Australian bank ANZ has won an appeal against a court ruling that some of its fees for late payments had been unfair and that customers should be reimbursed.
Australia's federal court had ruled in February 2014 that the lending giant had charged some customers extravagant, exorbitant and unconscionable fees, while others were charged reasonable fees.
Around 43,500 customers had claimed ANZ (Australia and New Zealand Banking Group) charged exorbitant fees for late payments.
The 2014 ruling would have made ANZ liable for a massive financial pay out but Australia's federal court unanimously overturned the decision.
"Our long-standing position has been these fees were lawful and we're pleased this has been vindicated by the Full Federal Court," said ANZ chief executive for Australia Mark Whelan.
"We were particularly pleased the court found there was no dishonesty on ANZ's part and these avoidable fees were fairly and fully disclosed and there was no lack of good faith by ANZ."
The legal firm acting on behalf of the customers, Maurice Blackburn, said it would take steps to take the case to the high court.

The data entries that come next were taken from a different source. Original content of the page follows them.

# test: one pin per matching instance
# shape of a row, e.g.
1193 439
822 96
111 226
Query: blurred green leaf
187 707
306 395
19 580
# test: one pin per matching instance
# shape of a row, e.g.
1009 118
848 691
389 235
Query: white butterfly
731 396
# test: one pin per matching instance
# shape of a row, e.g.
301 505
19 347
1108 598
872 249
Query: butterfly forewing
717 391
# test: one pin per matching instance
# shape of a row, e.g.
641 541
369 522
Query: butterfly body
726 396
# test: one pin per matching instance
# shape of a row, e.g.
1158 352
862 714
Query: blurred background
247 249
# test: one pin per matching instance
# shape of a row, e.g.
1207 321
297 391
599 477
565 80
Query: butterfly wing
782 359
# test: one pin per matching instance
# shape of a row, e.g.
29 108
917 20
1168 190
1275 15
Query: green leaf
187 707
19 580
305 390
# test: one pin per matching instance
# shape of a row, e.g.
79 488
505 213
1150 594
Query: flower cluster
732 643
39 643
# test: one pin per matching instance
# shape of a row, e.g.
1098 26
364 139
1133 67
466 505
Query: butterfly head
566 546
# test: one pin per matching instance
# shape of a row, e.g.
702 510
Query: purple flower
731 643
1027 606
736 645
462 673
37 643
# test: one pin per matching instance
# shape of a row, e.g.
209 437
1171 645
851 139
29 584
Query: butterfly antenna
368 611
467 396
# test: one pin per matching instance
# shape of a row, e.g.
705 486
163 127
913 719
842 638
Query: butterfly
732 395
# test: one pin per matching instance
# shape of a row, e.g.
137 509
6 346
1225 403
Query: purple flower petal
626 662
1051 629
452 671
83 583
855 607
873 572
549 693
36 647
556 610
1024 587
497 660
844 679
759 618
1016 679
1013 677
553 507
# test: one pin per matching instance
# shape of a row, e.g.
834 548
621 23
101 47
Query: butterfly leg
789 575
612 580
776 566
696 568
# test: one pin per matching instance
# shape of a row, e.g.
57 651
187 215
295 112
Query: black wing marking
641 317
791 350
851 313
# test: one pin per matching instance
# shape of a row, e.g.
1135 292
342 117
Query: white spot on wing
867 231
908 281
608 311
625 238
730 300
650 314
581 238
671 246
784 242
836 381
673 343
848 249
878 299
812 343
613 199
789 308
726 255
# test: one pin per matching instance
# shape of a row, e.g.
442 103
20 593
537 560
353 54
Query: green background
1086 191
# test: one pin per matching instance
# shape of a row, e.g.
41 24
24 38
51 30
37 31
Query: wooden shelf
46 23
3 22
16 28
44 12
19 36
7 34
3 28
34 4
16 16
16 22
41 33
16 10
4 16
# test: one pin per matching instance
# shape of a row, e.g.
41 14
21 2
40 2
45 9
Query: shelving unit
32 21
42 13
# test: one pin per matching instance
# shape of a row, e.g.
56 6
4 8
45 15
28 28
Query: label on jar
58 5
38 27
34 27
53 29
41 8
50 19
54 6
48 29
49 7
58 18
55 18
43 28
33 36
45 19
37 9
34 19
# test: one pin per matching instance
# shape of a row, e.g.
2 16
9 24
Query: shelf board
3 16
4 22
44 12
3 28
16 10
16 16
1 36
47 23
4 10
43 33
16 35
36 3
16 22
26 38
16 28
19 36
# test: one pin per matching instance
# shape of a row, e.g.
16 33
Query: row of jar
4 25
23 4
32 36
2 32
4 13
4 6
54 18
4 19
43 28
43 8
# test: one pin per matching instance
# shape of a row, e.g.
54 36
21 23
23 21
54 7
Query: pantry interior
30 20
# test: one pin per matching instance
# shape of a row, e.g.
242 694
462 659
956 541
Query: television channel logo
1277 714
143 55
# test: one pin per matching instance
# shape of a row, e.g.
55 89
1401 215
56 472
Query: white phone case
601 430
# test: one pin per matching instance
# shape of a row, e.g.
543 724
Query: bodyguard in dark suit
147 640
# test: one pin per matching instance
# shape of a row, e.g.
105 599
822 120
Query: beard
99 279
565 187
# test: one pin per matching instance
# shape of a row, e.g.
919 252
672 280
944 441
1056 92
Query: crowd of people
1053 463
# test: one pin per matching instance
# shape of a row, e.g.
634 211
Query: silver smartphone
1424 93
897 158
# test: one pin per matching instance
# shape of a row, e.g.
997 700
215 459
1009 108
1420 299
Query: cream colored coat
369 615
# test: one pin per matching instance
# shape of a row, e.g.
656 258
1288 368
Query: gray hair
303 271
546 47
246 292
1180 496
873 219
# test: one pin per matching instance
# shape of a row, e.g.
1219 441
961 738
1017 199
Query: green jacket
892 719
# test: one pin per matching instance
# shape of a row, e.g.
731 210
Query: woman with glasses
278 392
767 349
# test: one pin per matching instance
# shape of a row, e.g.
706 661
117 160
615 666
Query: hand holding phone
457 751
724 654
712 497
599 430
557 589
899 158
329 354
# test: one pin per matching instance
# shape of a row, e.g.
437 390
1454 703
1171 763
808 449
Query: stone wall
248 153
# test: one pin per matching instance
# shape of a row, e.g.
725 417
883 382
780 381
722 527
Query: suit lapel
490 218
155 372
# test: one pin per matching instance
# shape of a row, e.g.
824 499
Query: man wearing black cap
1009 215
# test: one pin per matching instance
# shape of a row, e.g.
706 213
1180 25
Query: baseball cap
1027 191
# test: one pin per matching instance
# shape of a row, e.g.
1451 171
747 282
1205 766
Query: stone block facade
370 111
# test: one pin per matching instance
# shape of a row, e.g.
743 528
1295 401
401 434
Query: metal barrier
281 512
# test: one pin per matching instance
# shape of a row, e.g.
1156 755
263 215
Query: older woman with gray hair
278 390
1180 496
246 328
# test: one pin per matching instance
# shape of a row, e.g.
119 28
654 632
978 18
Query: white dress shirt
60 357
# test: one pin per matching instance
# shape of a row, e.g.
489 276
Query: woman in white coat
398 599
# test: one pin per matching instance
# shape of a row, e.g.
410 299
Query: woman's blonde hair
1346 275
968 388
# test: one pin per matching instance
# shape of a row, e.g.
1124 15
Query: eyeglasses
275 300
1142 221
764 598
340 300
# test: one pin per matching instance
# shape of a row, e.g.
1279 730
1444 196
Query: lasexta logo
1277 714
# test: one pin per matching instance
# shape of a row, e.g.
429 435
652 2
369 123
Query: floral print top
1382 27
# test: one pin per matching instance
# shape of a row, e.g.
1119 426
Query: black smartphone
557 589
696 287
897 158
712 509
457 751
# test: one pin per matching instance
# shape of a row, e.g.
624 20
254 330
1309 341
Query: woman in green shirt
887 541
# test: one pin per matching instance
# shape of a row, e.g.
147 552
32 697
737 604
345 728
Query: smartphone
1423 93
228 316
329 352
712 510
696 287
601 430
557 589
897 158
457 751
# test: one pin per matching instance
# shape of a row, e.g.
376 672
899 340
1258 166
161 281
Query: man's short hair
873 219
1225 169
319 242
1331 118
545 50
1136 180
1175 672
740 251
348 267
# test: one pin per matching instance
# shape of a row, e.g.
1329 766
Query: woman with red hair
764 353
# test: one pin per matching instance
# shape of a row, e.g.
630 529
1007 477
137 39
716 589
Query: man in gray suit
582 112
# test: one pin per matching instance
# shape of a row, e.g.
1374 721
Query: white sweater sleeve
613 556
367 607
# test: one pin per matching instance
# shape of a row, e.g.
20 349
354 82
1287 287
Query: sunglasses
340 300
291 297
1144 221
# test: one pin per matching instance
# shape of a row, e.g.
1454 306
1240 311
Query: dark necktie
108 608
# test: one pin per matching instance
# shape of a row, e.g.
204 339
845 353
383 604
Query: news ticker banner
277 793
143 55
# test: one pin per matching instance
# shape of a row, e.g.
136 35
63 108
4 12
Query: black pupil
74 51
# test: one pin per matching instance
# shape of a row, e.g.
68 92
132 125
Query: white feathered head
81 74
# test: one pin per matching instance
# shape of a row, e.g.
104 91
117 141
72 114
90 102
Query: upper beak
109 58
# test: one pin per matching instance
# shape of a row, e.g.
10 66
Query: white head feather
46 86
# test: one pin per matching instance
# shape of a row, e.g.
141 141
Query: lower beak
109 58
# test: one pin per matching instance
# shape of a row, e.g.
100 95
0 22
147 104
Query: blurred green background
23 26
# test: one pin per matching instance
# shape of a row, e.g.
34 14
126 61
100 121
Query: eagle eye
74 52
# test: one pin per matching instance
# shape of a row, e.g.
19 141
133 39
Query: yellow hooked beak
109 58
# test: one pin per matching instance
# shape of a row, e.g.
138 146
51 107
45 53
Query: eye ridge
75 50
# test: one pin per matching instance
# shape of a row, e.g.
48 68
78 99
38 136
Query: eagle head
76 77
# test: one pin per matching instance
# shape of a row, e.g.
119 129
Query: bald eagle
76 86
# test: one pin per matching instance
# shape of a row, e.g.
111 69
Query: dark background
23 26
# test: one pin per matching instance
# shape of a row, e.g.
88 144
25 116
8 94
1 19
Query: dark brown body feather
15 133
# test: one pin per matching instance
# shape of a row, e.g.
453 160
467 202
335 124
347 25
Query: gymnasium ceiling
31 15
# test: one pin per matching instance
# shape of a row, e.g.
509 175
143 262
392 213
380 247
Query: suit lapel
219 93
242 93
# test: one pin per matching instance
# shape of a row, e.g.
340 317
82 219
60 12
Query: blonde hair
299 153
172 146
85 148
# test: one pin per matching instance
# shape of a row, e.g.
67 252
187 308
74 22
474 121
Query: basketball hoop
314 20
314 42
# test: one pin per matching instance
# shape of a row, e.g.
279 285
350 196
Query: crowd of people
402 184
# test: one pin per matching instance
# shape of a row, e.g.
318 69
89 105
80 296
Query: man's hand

"It is perhaps appropriate that Australia's largest consumer class action will ultimately be decided by Australia's highest court, and as a result of today's decision, that's where we're headed," said Maurice Blackburn's national head of class actions Andrew Watson.
ANZ was the first of a number of major lenders to go to court in the class action suit that began in 2010. Maurice Blackburn has also launched proceedings against a number of lenders including Citibank, Commonwealth Bank and National Australia Bank.